Did two loads of laundry and air-dried everything on my fire escape! I have a nice big fire escape and a few weeks ago I hung a string across it so I could start air-drying my clothes. Hear me out #2: the best way to fight smelly workout clothes and make them smell amazing is by letting them soak up fresh air and sunshine. I swear to god, the outdoor scent on your clothes will be hypnotic. Anytime a laundry brand says its scent is “Fresh Outdoors”, THEY’RE LYING TO YOU. It is usually headache-inducing and doesn’t smell anything like real, air-dried outside laundry. You cannot capture the smell of your clothes drying in the great outdoors, even if it is a fire escape. These are the closest notes I can come up with: Fresh, cold, windy, leafy, grassy. Yum.
Mentally prepared for winter. If you’re in NYC too, you know how warm this fall has been. Well, this week, fall—and actually November-appropriate weather—finally graced us with her presence.

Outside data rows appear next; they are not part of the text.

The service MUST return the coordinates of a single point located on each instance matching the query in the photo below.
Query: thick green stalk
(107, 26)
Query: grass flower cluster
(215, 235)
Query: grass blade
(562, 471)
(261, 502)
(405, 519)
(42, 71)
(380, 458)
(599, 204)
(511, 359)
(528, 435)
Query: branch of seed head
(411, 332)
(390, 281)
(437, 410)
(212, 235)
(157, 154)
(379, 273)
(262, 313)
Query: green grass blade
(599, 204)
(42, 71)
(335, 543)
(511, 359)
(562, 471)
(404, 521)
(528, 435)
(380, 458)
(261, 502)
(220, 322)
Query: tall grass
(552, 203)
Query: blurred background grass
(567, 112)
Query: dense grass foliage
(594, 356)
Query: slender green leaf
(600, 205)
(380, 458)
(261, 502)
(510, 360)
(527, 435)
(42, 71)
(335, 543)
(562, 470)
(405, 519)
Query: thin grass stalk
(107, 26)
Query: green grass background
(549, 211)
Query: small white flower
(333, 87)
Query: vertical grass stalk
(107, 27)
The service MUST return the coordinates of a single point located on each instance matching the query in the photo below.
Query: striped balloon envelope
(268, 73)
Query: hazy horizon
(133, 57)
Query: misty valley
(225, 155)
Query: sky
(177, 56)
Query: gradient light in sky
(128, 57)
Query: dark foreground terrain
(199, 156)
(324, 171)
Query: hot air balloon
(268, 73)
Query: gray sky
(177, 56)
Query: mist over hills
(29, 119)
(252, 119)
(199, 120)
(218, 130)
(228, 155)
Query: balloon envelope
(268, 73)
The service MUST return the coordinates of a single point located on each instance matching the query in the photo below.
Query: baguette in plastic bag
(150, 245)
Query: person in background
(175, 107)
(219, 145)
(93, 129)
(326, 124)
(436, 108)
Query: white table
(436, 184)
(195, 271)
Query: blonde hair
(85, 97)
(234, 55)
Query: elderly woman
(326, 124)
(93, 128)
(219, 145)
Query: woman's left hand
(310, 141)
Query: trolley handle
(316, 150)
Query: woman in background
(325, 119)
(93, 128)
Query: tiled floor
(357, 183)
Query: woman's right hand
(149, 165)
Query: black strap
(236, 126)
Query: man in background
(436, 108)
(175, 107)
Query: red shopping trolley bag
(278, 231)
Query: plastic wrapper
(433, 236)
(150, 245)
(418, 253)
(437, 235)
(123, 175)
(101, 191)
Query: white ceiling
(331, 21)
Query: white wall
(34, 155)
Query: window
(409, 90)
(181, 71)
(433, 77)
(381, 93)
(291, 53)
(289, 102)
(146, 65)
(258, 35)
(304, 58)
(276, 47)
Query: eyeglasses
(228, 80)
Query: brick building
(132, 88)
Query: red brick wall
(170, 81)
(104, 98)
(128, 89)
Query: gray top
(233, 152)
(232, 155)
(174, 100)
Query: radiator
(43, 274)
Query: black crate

We also got rain for the first time in what felt like months…for two days in a row it was cold, windy, and rainy, and I loved it. I whipped out my heavier jackets, merino wool ear warmers, heavy mittens, my Uggs! I also remembered, in my bones, what the cold can do to me: it feels really good, but it’s also surprising. It’s shocking, and if I’m not dressed properly, it makes me irritable and angry. Yesterday, when it was cold, wet, and windy, I was unloading something from my trunk and rushing so I didn’t open it wide enough for the latch to hold it open. As I reached in to grab what I needed, the trunk door slammed right into the back of my head. It hurt so bad, like a mother fucker, and I screamed in pain. But I was 10x angrier, and I swear it hurt 10x more because I was also freezing cold. I am reminded, once again, that slowing down is good for you.
I want to hear from you, what were your offline moments this week?
I saw Moana 2 with my kiddos and cannot wait to see Wicked! I spent time volunteering by serving a hot meal, enjoyed nature during my morning walks, and just hanging out with family!
Made chili, chicken cacciatore, cried while singing with Adele, played canasta with friends, gave Tyler love and treats, laundry, mopping, made photo book of my trip to Oregon. So impressed with your offline time - nurturing your body and soul is so important. A half marathon!?!?!? You are an inspiration.